Ed infine la percepii in me stessa quando mi resi conto di non volere restare in Sicilia, perché non volevo che tutto ciò mi uccidesse dentro, non volevo che quel sistema facesse a brandelli ciò che era rimasto dei miei sogni e del mio essere fortemente idealista. Volevo trovare un posto dove sentirmi una persona, dove poter finalmente mettermi in gioco provando a lavorare, provando che ero capace di fare qualcosa. Forse la mia identità personale era troppo legata all’identità professionale, fatto sta che in uno slancio decisi di partire. Avevo voglia di poter sperare, di mettermi in gioco per quello che ero e non per chi conoscevo.

Sentivo fisicamente il bisogno di trovare uno spiraglio in quella coltre grigia, così decisi di abbandonare la Sicilia e tutto ciò che per me rappresentava: i miei amici, la mia famiglia, la mia terra..tutto tranne le mie radici. Ed eccomi qui, in una terra straniera che adesso a tratti mi trasmette calore e che sento un po’ più familiare, a discutere di mafia con delle persone, che in verità la mafia non l’hanno mai respirata ma che non sono velati da quei pregiudizi che in parte sono riusciti a velare anche me. Mi sorprendo a sorridere tra me e me delle tante visioni che ognuno di noi ha, di quello che definiamo mafia.

Ma la mafia, quella difficile da estirpare, per me non è tanto la strage di Capaci e l’uccisione di Falcone e Borsellino. Quello è un fatto grave ed eclatante, ma non è che la punta dell’iceberg.

Sapete cosa penso?

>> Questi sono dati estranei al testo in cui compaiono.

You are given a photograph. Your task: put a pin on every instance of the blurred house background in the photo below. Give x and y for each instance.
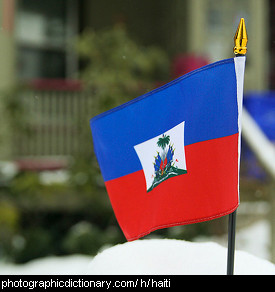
(38, 45)
(44, 99)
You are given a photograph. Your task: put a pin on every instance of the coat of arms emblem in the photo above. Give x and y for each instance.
(163, 157)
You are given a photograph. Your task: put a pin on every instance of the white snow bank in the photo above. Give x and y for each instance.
(174, 257)
(65, 265)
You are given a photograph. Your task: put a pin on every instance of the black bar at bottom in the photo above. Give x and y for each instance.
(231, 243)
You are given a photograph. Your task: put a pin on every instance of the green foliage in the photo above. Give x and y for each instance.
(117, 69)
(76, 216)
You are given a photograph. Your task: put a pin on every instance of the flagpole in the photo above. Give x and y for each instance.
(240, 49)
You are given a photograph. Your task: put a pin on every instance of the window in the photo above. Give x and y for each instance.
(44, 30)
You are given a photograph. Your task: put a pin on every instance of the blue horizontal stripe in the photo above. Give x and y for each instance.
(205, 99)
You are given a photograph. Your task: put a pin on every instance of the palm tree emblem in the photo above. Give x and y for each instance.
(163, 141)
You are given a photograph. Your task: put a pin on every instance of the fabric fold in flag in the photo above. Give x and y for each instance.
(171, 157)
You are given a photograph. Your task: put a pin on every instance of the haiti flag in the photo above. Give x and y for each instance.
(171, 157)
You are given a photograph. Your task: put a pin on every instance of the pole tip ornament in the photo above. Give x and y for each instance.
(240, 39)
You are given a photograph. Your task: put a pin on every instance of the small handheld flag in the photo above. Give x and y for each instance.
(171, 156)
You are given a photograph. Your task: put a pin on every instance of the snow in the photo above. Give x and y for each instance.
(206, 256)
(174, 257)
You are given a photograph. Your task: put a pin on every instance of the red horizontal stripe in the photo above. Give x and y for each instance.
(209, 190)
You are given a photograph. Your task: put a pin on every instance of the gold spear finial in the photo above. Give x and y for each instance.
(240, 39)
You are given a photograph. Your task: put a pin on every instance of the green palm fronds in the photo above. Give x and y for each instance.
(163, 141)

Che per noi cittadini del Sud, la mafia è come un gas nervino. E’ nell’aria ma quasi non la si percepisce, è un qualcosa che c’è e nello stesso tempo non c’è. Non so come esprimere questo concetto a parole. La mafia è davvero come un gas nervino: è un modo di pensare, è nell’accontentarsi, è nel dare il voto in cambio di un pacco di pasta, è nel dover avere l’appoggio del politico o del sacerdote per trovare un lavoro, è nel non denunciare chi non fa il suo dovere. Dopo un po’ ti ci abitui, pensi che il sistema sia questo e che non si può fare niente e a quel punto o ci si lascia uccidere nel sonno o si cerca di respirare aria pulita. La mafia è nell’indifferenza. Ed è nel fuggire …forse.

C’è una parte di me, nascosta molto in profondità, che si sente in colpa per il fatto di aver scelto di respirare, di aver scelto una vita mia, piuttosto che una lotta contro il sistema in Sicilia. Una volta una persona mi ha detto che chi veramente tiene alla sua terra dovrebbe restare e cercare di far cambiare le cose. Mi sono sentita ferita da questa frase, forse perché a volte penso che quella persona ha ragione e che non ho avuto abbastanza coraggio. Alla fine ho egoisticamente scelto la mia vita, come tante altre persone. Rinunciando a vivere nella terra che mi ha vista nascere e crescere. Non ci sono morti, non ci sono stragi, ma vi posso assicurare che fa male. Eppure dentro di me le mie radici reclamano continuamente. Ogni volta che torno a trovare i miei e poi vado via dalla mia città natale mi si stringe il cuore. Perché quella è la mia Terra, è come se ci fosse un cordone ombelicale..ed allora in modo così contraddittorio io quella terra la odio ma la amo anche tanto. Di un amore viscerale.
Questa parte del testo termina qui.